OOM error while generating latents from Unet for Self attention guidelines diffusion

Hi everyone, I’m trying to implement Diffusion v1.5 with Self-attention guidance (Self-Attention Guidance).

I’m writing my own inference pipeline with diffusers and I’m loading the weights for the autoencoder, unet, tokenizer and text_encoder of the model with half precision weights. I’m running this Colab T4 GPU

# Autoencoder- latents into image space
vae = AutoencoderKL.from_pretrained("runwayml/stable-diffusion-v1-5", revision="fp16", torch_dtype=torch.float16, subfolder="vae")

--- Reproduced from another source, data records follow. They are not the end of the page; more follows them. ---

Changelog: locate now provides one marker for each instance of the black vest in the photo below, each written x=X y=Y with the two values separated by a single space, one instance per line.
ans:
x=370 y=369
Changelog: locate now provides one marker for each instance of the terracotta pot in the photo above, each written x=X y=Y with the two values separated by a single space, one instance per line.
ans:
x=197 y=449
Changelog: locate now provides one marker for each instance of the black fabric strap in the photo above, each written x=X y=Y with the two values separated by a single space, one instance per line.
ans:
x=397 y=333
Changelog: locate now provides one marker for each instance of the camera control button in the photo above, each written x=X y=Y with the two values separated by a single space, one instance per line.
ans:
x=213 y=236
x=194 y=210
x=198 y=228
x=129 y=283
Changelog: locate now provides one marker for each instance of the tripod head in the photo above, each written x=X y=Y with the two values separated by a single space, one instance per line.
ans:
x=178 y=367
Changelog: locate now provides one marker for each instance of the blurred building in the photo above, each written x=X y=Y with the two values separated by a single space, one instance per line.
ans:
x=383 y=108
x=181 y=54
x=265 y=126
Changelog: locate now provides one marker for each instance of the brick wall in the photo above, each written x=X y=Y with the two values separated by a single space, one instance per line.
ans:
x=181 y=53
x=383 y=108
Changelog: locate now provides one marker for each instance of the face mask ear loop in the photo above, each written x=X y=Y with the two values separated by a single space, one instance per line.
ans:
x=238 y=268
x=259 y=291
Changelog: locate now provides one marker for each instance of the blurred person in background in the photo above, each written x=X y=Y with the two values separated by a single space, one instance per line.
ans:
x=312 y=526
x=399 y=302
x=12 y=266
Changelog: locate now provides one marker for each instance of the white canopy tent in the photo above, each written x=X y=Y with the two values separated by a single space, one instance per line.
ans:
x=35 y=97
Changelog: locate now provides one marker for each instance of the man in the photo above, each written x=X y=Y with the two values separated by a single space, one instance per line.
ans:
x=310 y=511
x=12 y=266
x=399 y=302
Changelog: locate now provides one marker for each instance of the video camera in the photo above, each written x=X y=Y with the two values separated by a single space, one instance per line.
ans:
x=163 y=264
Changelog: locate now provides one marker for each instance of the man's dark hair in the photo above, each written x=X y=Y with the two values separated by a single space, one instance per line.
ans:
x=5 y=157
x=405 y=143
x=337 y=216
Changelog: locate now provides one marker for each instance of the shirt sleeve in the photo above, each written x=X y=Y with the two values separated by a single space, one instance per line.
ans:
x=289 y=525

# Tokenizer and Text encoder to tokenize and encode the prompt
tokenizer = CLIPTokenizer.from_pretrained("runwayml/stable-diffusion-v1-5", torch_dtype=torch.float16, subfolder="tokenizer")
text_encoder = CLIPTextModel.from_pretrained("runwayml/stable-diffusion-v1-5", torch_dtype=torch.float16, subfolder="text_encoder")

# UNet- generate latents
unet = UNet2DConditionModel.from_pretrained("runwayml/stable-diffusion-v1-5", revision="fp16", torch_dtype=torch.float16, subfolder="unet")

# The noise scheduler
# PNDMScheduler
scheduler = PNDMScheduler(beta_start=0.00085, beta_end=0.012, beta_schedule="scaled_linear", num_train_timesteps=1000)

I’m running this for 50 inference timesteps
While running my denoising loop below, I’m running into OOM while generating latents using unet.

# forward and give guidance
degraded_pred = unet(degraded_latents, t, encoder_hidden_states=uncond_emb).sample

This is my denoising loop-

with unet.mid_block.attentions[0].register_forward_hook(get_map_size):
        for i, t in tqdm(enumerate(scheduler.timesteps), total=len(scheduler.timesteps)):
            # expand the latents to avoid doing two forward passes.
            latent_model_input = torch.cat([latents] * 2)
            # Scale the latents (preconditioning):
            latent_model_input = scheduler.scale_model_input(latent_model_input, t)

            # predict the noise residual
            with torch.no_grad():
                noise_pred = unet(latent_model_input, t, encoder_hidden_states=text_embeddings).sample

            # perform guidance
            noise_pred_uncond, noise_pred_text = noise_pred.chunk(2)
            noise_pred = noise_pred_uncond + guidance_scale * (noise_pred_text - noise_pred_uncond)

            ## sag related
            pred_x0 = pred_X0(latents, noise_pred_uncond, t)

            # get the stored attention maps
            uncond_attn, cond_attn = store_processor.attention_probs.chunk(2)
            # self-attention-based degrading of latents
            degraded_latents = sag_masking(pred_x0, uncond_attn, map_size, t, noise_pred_uncond)
            uncond_emb, _ = text_embeddings.chunk(2)
            # forward and give guidance
            degraded_pred = unet(degraded_latents, t, encoder_hidden_states=uncond_emb).sample
            noise_pred += sag_scale * (noise_pred_uncond - degraded_pred)
            ##
            # compute the previous noisy sample x_t -> x_t-1
            latents = scheduler.step(noise_pred, t, latents).prev_sample


            # compute the previous noisy sample x_t -> x_t-1
            # latents = scheduler.step(noise_pred, i, latents)["prev_sample"] # Diffusers 0.3 and below
            latents = scheduler.step(noise_pred, t, latents).prev_sample

Any help in this regard is much appreciated!